For the potential entrepreneur, an economic downturn provides a ready-made pool of labor looking to be re-deployed. Borrowing costs are low. Existing businesses are generally looking to unload unneeded equipment or office space on the cheap.

But “the principle dynamic that propels entrepreneurship during downturns is necessity,” says John Dearie, president and founder of the Center for American Entrepreneurship. “Someone may be harboring an idea for a new business and was just handed the circumstances that allow him to take the leap.”

That doesn’t mean it’s easy to start a business from scratch during a downturn.

“Economic downturns can propel entrepreneurship, but there are cross-currents that make it more difficult,” Dearie says. “Money may be cheap, but credit is still tough to get.”

What’s more, “startups are risky because they don’t have the things banks lend against, such as cash flow, revenue, customers, inventory or a track record,” he says.

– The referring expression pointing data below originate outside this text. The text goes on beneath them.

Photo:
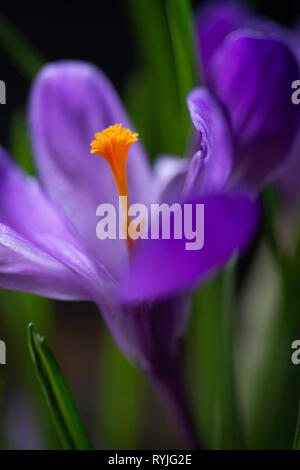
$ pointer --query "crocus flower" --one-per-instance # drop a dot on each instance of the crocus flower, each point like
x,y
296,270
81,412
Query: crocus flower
x,y
48,242
247,62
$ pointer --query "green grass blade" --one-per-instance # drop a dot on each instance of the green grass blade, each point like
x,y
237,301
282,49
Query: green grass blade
x,y
180,25
161,106
26,58
296,445
60,401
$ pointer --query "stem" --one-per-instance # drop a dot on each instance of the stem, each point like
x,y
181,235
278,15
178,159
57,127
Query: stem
x,y
171,388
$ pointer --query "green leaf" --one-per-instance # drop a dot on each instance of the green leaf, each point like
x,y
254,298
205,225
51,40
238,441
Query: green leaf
x,y
296,445
19,142
180,24
120,408
59,398
160,106
18,49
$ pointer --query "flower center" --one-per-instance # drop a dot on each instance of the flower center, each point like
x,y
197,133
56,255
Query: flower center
x,y
113,144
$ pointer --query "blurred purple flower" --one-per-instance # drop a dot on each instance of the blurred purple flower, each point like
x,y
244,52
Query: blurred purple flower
x,y
248,63
48,243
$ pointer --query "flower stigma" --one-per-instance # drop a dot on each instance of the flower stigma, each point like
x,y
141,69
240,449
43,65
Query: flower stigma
x,y
113,144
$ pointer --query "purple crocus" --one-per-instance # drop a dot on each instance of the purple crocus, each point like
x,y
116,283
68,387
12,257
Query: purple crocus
x,y
249,65
48,243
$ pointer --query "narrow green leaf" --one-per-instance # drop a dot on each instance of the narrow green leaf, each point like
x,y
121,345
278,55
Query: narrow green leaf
x,y
180,24
161,111
296,445
18,49
19,142
59,399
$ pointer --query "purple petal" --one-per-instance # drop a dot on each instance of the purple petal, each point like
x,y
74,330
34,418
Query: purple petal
x,y
211,166
24,267
163,267
288,180
252,75
70,101
149,334
214,21
25,209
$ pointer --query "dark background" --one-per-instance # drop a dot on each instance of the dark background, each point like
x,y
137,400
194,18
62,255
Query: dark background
x,y
98,32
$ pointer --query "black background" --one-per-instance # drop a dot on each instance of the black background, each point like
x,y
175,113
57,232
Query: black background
x,y
96,31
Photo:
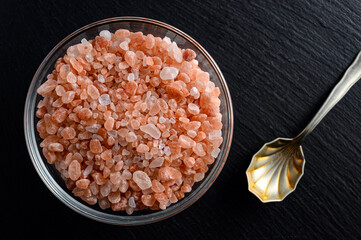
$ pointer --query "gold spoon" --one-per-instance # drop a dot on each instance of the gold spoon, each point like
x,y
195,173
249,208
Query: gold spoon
x,y
278,166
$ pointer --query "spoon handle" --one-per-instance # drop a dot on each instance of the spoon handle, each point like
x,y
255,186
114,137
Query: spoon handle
x,y
351,76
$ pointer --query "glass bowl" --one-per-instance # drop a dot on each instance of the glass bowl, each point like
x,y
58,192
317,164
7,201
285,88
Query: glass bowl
x,y
51,177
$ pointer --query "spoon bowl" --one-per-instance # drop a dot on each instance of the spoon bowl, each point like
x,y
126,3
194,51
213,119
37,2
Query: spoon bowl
x,y
276,169
278,166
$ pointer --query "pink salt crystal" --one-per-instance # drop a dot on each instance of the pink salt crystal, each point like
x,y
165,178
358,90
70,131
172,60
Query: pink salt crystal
x,y
169,173
47,87
114,197
192,133
193,109
74,170
93,92
215,134
64,70
68,97
149,41
55,147
84,48
124,45
131,137
198,177
142,180
142,148
157,186
122,33
59,115
151,130
185,141
68,133
110,57
130,58
189,162
109,124
82,183
95,146
215,152
194,93
148,200
71,78
105,189
198,149
157,162
60,90
175,52
168,73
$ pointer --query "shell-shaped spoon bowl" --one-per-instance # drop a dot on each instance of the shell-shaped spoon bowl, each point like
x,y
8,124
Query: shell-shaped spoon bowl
x,y
276,169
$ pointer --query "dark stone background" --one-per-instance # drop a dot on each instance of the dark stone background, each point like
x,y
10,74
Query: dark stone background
x,y
281,59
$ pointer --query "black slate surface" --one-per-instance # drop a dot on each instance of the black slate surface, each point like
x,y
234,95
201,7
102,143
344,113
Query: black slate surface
x,y
280,59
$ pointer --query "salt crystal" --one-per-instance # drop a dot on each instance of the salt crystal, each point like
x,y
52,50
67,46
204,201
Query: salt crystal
x,y
131,202
104,99
215,134
93,128
124,46
89,58
152,130
142,180
106,34
125,152
168,73
215,152
194,93
131,77
167,151
191,133
158,162
101,78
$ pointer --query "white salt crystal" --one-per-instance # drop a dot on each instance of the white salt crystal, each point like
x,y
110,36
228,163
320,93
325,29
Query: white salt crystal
x,y
104,99
106,34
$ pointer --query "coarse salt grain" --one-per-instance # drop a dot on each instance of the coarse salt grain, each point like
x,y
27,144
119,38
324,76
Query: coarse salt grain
x,y
130,121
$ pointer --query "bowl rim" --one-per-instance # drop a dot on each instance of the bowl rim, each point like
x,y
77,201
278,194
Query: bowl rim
x,y
82,208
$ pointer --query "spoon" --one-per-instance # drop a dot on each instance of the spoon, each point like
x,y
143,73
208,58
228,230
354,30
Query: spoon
x,y
278,166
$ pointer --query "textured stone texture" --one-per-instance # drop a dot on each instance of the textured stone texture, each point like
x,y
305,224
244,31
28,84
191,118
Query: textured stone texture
x,y
280,59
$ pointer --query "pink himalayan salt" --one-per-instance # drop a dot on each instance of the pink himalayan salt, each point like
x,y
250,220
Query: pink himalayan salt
x,y
193,109
168,73
151,130
185,141
169,173
142,180
74,170
144,98
142,148
47,87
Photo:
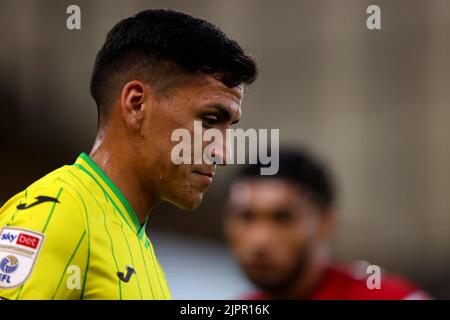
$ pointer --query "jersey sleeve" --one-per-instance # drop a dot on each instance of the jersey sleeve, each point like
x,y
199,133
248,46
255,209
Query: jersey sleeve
x,y
44,246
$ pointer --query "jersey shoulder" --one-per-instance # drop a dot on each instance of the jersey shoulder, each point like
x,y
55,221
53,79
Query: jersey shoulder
x,y
55,195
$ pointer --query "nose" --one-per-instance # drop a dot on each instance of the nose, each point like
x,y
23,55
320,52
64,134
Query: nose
x,y
220,154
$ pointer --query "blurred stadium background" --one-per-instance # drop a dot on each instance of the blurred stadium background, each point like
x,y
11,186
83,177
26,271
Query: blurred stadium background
x,y
373,104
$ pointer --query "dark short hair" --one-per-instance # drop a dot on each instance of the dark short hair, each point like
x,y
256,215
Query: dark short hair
x,y
156,44
301,168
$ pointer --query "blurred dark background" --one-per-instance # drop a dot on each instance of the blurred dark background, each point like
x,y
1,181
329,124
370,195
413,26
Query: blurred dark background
x,y
373,104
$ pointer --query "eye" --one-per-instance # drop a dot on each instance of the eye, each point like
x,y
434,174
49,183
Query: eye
x,y
210,120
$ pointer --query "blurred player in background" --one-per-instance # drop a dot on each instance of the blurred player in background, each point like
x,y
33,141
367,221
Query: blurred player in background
x,y
79,232
279,228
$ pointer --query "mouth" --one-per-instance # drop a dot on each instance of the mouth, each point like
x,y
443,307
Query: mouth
x,y
205,176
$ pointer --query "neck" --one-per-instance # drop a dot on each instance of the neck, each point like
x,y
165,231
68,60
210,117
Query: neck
x,y
119,167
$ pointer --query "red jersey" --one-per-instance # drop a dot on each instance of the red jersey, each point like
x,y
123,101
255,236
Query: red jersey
x,y
339,283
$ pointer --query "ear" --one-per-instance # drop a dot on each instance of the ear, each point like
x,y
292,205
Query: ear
x,y
134,95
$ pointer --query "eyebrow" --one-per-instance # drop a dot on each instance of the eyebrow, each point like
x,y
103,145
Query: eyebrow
x,y
224,112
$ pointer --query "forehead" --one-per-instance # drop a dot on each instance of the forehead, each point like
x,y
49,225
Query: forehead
x,y
263,193
207,88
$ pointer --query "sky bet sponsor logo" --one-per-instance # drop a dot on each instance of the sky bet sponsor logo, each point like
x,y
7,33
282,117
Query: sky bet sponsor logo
x,y
19,250
9,237
22,239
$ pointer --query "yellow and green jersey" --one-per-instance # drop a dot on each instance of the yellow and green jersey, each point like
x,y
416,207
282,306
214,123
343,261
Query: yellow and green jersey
x,y
73,235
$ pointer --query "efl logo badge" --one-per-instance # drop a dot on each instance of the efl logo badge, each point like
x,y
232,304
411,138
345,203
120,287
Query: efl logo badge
x,y
19,249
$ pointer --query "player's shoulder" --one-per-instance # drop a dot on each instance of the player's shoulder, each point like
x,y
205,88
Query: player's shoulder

In other words, “of the things banks typically look to lend against, startups fail.”

Venture capital is typically not early-stage risk capital but is allocated to businesses that have already established themselves.

Only a tiny fraction of startups — anywhere from 2% to 8%, according to experts I talked with — have access to venture capital, which is raised mostly from institutional investors. An aspiring entrepreneur is apt to use his own savings, take out a home-equity loan, use a credit card or tap friends and family for savings to invest.

The other source of financing, if an entrepreneur is lucky, is angel investors: wealthy individuals willing to take a risk with their own money. Many are former entrepreneurs themselves who invest in exchange for an equity stake in the company, Dearie explains.

The checks tend to be smaller than VC, according to Dearie: $25,000 to $500,000.

To be sure, starting a business in a recession is no guarantee of success. “But there is something about starting in recession — trial-by-fire effect? — that makes for a stronger business,” Stangler says.

“Demand isn’t strong, it’s a tighter financing environment, you need to scrape to get by, you raise a smaller amount of funding, and learn to get by with fewer resources,” he says.

On the demand side, businesses and consumers aren’t eager to open their wallets, so “you have to have a compelling value proposition to get people to buy from you,” Stangler says.

The Census Bureau publishes quarterly business formation statistics as well as annual business dynamics statistics, both with a considerable lag. (There’s a big gap between the two series.)

The trend toward fewer startups could begin to change.

Center for American Entrepreneurship

Prior to the Great Recession, business startups were running about 500,000 to 600,000 a year, with no cyclical trend, according to Bob Litan, a nonresident senior fellow at the Brookings Institution. “In 2009, startups dropped to 400,000 annually and stayed there ever since. They never recovered.”

That trend could start to change. Litan says it “would not shock me to see a slew of new companies operating with a completely different business model.”

“Telemedicine is for real,” he says. “We will need more people in the device business, developing new metrics. Data companies have to sift through a huge amount of data, requiring greater analytical capabilities. A lot of innovation is happening.”

Plus there’s “a lot of surplus labor around,” he adds. “Tech people are looking for things to do. People can work remotely; they don’t need to rent office space. If you have the basic computing equipment, you can run a virtual business. You don’t need physical space anymore. We don’t even need WeWork space.”

The opportunities are there. With what is expected to be the highest unemployment rate since the Great Depression and a rash of bankruptcies, the Great Lockdown may provide a once-in-a-generation chance for entrepreneurs to fill the void and develop an idea into a revenue-generating enterprise.